One of the ironies of the sport is that, while it may seem to exist as a weekend reward for the triumphant executives of Corporate America, its most dedicated practitioners are, in large part, those who have decided bravely to forgo careerist ambitions—they’re willing to live in small, snow-locked towns in the mountains, working outdoors or in food service or hospitality jobs, in order to pursue the activity that they truly love, sacrificing the mainstream approbation that comes with a white collar. Nearly every Hollywood movie ever set at a ski resort centers on a class tension between these two groups: the snotty Gorsuch family on the one hand, and the amiable, down-to-earth “ski bums” on the other.
In real life, these groups are not, on the surface of things, as easily differentiated as they are typically made to be by Hollywood wardrobe departments. Perhaps those who embody what I perceive to be the true spirit of the sport can express the distinction only by being better skiers than those who show up just once in a while for the sole purpose of reminding themselves that they, unlike others, have enough money to do such things as this. Of course, on the whole, I believe that ski area locals, vacationing families, and weekend warriors can and should and do coexist as one big happy family, with no group passing judgment on the others; I’ve happily belonged to all three. Still, if I ever found out that Neil Gorsuch (or one of his daughters) was a better skier than I am, I’m pretty sure I’d have to quit the sport immediately and forever.

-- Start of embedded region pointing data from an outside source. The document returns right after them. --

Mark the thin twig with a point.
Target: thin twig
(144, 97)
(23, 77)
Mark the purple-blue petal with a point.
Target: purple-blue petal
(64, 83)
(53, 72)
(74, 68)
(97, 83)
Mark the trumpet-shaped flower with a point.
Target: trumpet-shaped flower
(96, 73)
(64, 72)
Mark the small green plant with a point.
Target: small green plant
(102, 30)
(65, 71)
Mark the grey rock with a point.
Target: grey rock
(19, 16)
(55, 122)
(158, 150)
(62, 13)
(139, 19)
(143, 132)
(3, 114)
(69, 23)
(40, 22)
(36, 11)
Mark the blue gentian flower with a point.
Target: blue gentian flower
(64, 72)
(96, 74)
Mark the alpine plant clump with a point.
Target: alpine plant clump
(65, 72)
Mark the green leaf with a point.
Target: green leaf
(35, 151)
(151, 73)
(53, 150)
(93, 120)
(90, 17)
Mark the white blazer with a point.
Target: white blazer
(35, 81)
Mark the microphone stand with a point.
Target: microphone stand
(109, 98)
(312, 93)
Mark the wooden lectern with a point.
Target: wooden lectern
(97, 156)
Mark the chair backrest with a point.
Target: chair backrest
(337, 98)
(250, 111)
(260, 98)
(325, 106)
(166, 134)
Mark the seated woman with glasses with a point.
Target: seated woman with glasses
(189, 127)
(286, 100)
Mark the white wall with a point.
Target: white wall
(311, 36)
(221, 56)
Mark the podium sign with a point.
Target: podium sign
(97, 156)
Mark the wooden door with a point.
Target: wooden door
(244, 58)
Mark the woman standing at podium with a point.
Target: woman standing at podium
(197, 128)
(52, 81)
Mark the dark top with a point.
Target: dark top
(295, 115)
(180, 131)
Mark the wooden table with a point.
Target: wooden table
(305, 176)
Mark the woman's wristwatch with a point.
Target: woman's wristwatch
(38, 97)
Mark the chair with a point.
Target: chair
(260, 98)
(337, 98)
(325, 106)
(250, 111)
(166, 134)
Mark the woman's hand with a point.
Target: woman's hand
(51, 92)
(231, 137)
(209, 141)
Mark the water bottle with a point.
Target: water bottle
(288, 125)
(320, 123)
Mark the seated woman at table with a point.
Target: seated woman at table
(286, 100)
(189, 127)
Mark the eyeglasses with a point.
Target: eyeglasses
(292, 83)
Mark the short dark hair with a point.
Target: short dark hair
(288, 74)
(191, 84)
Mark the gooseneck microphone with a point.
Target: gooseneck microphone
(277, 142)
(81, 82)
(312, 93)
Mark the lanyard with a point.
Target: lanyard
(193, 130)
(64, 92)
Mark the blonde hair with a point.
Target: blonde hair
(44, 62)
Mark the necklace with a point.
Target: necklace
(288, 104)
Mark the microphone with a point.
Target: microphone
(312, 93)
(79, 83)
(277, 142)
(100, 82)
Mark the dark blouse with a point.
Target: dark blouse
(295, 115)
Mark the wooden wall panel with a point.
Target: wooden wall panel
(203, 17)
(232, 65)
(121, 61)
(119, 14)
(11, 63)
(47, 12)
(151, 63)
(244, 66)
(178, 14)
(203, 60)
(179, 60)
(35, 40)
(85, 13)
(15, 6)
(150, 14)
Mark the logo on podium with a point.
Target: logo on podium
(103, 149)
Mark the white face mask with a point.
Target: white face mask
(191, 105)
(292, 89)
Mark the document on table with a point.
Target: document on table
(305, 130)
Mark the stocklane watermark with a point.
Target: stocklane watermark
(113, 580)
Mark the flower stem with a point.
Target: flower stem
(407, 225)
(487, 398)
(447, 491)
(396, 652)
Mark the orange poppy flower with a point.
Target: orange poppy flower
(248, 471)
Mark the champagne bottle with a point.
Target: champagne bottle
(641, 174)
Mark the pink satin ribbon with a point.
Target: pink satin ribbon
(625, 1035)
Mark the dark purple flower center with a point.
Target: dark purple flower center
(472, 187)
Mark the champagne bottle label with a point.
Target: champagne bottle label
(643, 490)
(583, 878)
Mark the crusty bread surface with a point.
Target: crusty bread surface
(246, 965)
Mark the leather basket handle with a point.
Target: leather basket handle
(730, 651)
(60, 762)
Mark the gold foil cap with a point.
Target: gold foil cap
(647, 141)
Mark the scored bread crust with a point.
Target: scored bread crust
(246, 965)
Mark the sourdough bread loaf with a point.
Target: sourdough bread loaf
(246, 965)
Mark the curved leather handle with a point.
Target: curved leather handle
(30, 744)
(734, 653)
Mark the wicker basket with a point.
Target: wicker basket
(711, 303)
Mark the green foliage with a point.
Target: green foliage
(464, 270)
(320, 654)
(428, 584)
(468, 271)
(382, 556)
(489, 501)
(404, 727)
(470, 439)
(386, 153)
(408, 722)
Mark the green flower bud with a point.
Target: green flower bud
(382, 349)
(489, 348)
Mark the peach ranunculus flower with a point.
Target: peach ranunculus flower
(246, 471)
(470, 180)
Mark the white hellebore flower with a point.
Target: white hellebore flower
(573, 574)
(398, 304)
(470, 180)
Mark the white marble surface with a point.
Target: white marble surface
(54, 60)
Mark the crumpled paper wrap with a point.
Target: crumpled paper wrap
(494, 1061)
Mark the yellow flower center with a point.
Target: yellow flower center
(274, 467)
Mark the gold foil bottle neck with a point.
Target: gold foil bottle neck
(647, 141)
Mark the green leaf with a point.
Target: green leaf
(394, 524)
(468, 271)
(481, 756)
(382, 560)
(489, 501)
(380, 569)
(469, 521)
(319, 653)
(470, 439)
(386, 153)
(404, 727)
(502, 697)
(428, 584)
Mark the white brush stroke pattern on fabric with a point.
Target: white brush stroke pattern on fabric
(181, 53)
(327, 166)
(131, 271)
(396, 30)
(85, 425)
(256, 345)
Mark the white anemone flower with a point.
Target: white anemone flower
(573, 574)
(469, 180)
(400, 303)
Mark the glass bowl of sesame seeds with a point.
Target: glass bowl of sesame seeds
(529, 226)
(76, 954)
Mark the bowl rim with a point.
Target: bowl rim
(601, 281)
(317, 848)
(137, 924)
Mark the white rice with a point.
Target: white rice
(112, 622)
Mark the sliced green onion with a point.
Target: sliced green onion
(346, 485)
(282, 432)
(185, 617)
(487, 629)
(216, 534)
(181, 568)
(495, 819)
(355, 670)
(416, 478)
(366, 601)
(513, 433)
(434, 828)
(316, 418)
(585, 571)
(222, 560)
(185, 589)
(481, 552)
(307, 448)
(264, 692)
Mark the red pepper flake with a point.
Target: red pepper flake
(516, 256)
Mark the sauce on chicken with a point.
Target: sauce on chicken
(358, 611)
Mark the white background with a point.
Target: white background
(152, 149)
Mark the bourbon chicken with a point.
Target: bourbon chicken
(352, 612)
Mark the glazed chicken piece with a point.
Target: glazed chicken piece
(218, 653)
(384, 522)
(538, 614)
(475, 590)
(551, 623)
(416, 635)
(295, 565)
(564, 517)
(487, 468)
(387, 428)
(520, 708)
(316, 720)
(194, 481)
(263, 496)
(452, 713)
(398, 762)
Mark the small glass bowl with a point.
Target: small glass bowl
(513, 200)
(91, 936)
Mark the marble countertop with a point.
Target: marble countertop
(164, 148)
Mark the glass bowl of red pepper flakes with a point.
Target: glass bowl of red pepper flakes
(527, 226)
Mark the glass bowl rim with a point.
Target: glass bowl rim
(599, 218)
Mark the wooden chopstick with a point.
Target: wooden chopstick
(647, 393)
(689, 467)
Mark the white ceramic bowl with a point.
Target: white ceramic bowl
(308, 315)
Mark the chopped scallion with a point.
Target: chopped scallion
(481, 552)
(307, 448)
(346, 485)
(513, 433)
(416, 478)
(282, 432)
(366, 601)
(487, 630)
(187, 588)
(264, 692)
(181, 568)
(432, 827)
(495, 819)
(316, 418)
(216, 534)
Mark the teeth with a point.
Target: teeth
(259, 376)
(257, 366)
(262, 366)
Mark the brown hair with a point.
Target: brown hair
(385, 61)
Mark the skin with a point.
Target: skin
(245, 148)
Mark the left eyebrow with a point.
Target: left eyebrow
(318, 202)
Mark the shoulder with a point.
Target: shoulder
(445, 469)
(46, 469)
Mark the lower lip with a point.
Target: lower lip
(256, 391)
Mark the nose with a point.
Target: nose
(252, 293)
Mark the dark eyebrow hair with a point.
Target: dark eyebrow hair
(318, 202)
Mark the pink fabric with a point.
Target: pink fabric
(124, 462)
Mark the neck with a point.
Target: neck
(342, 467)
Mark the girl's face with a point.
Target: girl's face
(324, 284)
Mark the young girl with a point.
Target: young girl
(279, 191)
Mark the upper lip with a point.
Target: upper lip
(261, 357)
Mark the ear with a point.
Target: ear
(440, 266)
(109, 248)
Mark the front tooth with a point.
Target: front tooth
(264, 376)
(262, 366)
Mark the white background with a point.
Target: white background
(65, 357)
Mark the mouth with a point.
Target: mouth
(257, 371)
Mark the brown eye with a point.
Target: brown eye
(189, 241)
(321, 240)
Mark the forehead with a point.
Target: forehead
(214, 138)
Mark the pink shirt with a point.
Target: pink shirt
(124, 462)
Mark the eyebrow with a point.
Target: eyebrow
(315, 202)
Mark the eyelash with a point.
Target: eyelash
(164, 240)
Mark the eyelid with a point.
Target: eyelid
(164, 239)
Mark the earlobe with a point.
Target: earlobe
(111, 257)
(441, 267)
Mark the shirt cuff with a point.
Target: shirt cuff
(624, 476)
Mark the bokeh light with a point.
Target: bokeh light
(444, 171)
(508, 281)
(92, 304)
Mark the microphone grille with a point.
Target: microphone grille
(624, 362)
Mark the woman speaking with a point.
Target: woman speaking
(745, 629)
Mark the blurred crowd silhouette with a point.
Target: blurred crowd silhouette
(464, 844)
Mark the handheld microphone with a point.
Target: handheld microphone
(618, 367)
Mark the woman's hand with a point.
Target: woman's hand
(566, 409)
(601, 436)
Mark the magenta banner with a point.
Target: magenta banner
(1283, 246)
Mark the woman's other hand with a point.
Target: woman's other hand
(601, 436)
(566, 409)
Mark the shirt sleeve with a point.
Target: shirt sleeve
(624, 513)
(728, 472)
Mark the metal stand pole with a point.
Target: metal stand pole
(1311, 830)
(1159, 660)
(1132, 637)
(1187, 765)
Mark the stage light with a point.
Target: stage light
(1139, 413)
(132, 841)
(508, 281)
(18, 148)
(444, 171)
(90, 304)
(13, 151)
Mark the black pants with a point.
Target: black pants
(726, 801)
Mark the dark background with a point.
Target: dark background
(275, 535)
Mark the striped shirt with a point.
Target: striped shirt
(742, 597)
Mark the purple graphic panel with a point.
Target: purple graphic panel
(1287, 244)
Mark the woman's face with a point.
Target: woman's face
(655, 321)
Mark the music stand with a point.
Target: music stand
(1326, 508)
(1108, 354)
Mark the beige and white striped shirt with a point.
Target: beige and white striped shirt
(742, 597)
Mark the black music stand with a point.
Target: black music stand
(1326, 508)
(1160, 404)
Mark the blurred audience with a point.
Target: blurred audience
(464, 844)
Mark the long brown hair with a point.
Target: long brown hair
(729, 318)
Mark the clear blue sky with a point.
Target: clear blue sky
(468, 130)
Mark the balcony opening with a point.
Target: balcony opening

I doubt I’ll ever encounter him on the slopes, but you never know. By his own account, he was on skis last year when he received a phone call and heard that Justice Scalia had passed away. “I am not embarrassed to admit that I couldn’t see the rest of the way down the mountain for the tears,” Gorsuch later commented. For the record, Neil, this sounds extremely unsafe. Are we really supposed to allow someone who would so recklessly endanger the lives of other skiers to sit on the Supreme Court?